The relief measure masks deeper problems with these employer worker-funded portable plans, which cover many unionized construction workers. According to Moody’s Investor Services, the funded status of such construction industry plans is only 54%, about the same as food, supermarket and transportation worker funds.

With an aging workforce, stagnant and historically low union membership levels and recession-rocked employers, the outlook is not good. The possible outcomes include a combination of bigger contributions from employers and workers and cutbacks in benefits for both current and retired workers—an unhappy experience for all concerned, particularly for retirees.
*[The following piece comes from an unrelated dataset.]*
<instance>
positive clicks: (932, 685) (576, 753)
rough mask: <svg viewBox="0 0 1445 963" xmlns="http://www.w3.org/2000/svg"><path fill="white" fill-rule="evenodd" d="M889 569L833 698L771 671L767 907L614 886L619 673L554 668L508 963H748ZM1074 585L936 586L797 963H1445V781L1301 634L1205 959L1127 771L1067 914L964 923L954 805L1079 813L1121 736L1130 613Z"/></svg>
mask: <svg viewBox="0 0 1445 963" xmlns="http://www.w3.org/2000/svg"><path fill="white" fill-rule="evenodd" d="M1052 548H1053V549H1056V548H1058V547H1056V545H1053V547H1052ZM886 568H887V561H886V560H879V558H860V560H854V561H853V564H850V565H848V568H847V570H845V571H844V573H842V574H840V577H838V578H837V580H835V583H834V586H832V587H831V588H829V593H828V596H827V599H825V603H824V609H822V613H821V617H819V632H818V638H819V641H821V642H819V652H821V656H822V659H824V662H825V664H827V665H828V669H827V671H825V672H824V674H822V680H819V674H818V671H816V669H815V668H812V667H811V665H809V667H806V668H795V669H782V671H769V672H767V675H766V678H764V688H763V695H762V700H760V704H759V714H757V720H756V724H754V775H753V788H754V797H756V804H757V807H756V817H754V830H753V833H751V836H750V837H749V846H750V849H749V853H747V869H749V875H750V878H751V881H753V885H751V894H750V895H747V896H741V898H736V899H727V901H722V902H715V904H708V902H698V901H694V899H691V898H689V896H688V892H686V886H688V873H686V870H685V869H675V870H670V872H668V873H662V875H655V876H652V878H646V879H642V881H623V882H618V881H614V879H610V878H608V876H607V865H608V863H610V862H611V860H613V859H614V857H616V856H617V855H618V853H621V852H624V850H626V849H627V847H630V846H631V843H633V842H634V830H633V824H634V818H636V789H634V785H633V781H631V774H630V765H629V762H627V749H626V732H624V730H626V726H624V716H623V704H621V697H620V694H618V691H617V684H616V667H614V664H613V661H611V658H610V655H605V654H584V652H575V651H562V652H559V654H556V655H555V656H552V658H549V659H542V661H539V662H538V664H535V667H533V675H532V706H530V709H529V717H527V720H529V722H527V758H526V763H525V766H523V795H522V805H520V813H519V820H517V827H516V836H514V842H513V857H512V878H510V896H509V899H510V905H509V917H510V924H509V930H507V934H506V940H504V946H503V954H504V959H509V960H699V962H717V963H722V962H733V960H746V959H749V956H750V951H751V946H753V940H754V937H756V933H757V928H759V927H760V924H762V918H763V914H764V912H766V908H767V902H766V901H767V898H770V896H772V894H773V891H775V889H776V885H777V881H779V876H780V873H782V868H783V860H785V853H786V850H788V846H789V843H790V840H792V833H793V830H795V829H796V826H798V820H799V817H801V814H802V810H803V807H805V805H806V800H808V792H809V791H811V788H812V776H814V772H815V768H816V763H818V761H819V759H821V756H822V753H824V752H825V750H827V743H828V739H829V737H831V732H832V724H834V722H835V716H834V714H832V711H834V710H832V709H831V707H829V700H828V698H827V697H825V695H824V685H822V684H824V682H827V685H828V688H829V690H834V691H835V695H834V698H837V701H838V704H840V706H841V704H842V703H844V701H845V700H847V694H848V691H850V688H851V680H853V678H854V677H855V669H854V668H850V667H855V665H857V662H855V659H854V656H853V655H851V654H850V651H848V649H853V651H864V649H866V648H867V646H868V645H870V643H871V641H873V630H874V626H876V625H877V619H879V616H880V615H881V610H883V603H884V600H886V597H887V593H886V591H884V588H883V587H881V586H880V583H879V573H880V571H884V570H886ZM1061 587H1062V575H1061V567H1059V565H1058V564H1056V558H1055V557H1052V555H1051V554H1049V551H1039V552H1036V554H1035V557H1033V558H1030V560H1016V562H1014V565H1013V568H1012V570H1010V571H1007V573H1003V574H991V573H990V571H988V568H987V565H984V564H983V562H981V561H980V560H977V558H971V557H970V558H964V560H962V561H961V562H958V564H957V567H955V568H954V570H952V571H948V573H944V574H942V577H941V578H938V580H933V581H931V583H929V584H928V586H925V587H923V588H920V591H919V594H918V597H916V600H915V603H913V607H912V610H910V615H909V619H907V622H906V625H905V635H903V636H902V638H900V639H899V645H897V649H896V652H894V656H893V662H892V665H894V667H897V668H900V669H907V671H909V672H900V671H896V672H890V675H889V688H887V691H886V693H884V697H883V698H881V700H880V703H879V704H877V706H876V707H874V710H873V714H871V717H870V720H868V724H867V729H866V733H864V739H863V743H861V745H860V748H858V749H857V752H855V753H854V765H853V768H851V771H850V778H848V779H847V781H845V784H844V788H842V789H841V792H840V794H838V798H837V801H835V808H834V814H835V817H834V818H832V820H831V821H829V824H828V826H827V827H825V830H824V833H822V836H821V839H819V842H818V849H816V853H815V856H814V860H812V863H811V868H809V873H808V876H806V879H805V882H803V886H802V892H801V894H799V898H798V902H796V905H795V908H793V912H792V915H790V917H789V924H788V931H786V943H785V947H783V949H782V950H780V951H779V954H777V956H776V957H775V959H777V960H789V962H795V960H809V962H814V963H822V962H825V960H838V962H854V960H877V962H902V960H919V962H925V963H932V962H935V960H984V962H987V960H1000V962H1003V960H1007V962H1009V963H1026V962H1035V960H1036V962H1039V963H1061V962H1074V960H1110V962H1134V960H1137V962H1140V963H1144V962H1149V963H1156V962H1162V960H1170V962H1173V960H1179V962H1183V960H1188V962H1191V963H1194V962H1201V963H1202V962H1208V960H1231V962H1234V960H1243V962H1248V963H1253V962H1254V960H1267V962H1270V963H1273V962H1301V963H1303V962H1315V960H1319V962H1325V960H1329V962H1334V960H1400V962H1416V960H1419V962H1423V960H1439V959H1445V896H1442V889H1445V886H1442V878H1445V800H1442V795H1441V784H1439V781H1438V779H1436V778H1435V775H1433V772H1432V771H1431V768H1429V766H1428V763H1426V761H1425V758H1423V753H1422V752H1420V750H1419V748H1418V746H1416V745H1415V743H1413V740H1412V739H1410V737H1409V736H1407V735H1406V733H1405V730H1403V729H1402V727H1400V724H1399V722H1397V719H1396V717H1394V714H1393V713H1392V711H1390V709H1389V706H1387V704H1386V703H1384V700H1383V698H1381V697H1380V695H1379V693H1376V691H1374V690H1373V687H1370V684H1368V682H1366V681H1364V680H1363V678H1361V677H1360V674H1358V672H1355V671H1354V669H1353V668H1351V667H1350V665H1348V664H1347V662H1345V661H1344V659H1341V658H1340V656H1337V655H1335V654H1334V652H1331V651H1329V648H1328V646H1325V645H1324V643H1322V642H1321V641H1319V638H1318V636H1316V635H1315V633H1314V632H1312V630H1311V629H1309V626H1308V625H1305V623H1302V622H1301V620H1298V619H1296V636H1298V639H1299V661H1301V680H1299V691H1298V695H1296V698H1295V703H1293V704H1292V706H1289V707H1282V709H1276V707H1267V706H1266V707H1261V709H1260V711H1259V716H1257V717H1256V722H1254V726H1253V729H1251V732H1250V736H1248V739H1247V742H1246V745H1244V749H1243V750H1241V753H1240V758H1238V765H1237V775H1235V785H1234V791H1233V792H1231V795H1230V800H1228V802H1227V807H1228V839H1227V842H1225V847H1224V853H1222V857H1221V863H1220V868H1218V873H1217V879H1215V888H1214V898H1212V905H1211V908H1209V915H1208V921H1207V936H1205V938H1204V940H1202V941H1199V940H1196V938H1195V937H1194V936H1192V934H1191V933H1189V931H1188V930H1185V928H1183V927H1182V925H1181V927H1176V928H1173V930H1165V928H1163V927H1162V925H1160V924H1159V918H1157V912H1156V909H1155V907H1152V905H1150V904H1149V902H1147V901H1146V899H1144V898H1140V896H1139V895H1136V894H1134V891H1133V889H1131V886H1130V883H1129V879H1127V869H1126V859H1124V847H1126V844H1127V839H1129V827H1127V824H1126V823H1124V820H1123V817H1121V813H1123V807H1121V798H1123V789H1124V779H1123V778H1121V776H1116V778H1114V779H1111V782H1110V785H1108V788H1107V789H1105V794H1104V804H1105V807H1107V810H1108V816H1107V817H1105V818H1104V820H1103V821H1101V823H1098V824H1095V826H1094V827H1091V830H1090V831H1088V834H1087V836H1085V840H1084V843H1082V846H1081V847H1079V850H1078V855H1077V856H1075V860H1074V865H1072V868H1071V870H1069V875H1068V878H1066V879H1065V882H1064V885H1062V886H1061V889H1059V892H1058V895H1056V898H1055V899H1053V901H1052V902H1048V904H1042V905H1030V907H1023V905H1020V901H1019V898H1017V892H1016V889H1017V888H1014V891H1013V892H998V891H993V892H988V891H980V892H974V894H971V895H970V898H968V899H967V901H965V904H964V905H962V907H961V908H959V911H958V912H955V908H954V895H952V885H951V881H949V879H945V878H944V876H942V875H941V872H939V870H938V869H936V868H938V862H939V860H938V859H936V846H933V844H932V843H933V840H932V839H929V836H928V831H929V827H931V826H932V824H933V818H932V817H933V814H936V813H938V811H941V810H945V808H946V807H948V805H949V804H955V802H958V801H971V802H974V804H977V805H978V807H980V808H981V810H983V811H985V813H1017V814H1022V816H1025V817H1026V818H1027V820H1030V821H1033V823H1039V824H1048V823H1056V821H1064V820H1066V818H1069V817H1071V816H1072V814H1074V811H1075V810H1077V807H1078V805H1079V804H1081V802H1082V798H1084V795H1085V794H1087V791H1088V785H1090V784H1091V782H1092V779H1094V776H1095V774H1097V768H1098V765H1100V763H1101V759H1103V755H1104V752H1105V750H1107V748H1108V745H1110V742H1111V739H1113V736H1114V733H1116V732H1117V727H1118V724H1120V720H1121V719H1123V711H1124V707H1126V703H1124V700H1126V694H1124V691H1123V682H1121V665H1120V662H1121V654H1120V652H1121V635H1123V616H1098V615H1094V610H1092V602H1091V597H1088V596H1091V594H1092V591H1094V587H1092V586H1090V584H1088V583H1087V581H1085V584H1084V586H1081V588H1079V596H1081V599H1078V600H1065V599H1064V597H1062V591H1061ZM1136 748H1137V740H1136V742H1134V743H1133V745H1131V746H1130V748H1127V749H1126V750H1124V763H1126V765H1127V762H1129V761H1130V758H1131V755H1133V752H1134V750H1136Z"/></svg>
We believe it’s time for some big changes in the way these plans are administered, and we think an early indication of change can be spotted in a report by the Pension Management Research Panel, which is run by SEI, an Oaks, Pa.-based pension management and financial consultant. The panel reported that multi-employer trustees are paying greater attention to plan liabilities, seeking more investment diversification and concentrating more on the investment process. On the other hand, it’s worrisome to hear that trustees are resorting to hedge funds as investment alternatives to the traditional stocks and bonds and that many plan trustees had not changed investment managers in five years.

The good news is the focus on the plans’ liabilities. According to SEI’s panel, this means the focus has shifted away from traditional ways of investing to ones designed to keep the plans from slipping further.